Flufenacet, chlorotoluron and picolinafen are all good grass control options as well. DFF should be included in all mixtures as part of a product or on its own for the control of broad-leaved weeds.

Some of the newer options to the market look like good alternatives. Vigon, a similar product to the reliable Firebird, also includes flurtamone. This helps to control both grass and broad-leaved weeds.

Tower, which contains pendimethalin and DFF, also includes chlorotoluron. Chlorotoluron is part of the same chemical group as IPU, which is good on both grass and broad-leaved weeds.

Pontos offers good control of annual meadow grass and it can be mixed with pendimethalin.

Where sterile brome is an issue, a pre-emergence spray is essential in both wheat and barley.

Brome can be a serious problem in winter barley. Farmers should consider an alternative crop as there are more control options available.

If this is not possible, full rates or two application timings may be used where the label allows. Broadway Star is a good post-emergence option; but on wheat only.

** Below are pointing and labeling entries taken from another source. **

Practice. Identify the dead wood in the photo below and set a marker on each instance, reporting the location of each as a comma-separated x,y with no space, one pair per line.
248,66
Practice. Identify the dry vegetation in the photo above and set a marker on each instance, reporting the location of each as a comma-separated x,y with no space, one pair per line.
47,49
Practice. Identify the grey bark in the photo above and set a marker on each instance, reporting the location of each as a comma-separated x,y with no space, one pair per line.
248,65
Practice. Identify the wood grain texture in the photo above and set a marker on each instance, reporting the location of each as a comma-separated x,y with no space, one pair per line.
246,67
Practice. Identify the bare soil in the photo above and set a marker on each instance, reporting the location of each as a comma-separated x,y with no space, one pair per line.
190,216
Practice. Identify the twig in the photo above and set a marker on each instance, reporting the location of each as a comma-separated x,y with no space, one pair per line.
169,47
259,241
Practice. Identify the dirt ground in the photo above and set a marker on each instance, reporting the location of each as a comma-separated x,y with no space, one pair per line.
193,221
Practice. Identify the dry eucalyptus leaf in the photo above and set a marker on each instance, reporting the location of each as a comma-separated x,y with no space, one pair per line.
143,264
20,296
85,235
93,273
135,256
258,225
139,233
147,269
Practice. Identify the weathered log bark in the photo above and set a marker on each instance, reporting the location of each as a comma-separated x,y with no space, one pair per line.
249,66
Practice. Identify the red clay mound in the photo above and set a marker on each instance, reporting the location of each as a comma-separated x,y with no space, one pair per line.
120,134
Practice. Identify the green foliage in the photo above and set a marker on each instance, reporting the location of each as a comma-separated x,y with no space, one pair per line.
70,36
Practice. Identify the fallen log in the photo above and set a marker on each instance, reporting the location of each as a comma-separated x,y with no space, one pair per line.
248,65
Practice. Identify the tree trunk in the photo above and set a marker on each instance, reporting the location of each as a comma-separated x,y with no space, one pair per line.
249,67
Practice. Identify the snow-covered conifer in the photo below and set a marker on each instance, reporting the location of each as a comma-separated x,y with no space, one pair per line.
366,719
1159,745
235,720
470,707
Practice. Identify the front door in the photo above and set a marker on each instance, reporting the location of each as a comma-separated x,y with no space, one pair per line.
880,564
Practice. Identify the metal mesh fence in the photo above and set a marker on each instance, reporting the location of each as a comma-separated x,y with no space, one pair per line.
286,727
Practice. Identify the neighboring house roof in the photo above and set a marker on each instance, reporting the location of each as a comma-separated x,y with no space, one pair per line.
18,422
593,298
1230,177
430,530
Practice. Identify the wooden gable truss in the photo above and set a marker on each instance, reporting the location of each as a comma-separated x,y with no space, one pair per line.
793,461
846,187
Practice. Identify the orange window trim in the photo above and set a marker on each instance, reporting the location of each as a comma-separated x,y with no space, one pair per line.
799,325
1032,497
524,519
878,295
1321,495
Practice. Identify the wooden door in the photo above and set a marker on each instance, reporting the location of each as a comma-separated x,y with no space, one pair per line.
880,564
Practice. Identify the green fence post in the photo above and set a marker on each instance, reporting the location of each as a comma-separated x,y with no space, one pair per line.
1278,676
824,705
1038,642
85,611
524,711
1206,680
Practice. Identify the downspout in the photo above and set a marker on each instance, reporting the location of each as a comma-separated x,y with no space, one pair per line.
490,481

If cleavers and troublesome broad-leaved weeds, such as fumitory and poppy, are an issue in winter wheat, Allister Flex is an option. It contains two sulphonylureas (SU) that can only be applied post-emergence.

Teagasc examples:
  • Firebird 0.3L/ha (winter barley and winter wheat);
  • Flight 4.0L/ha (winter barley and winter wheat);
  • Defy 2.0L/ha and DFF 0.1L/ha (winter barley and winter wheat);
  • Tower 2.0L/ha (winter barley and winter wheat);
  • Vigon 0.5L/ha (winter barley) 1.0L/ha (winter wheat);
  • Pontus 0.5L/ha and Flight 3.5L/ha (winter barley and winter wheat);
  • Allister Flex 1.0L/ha (winter wheat).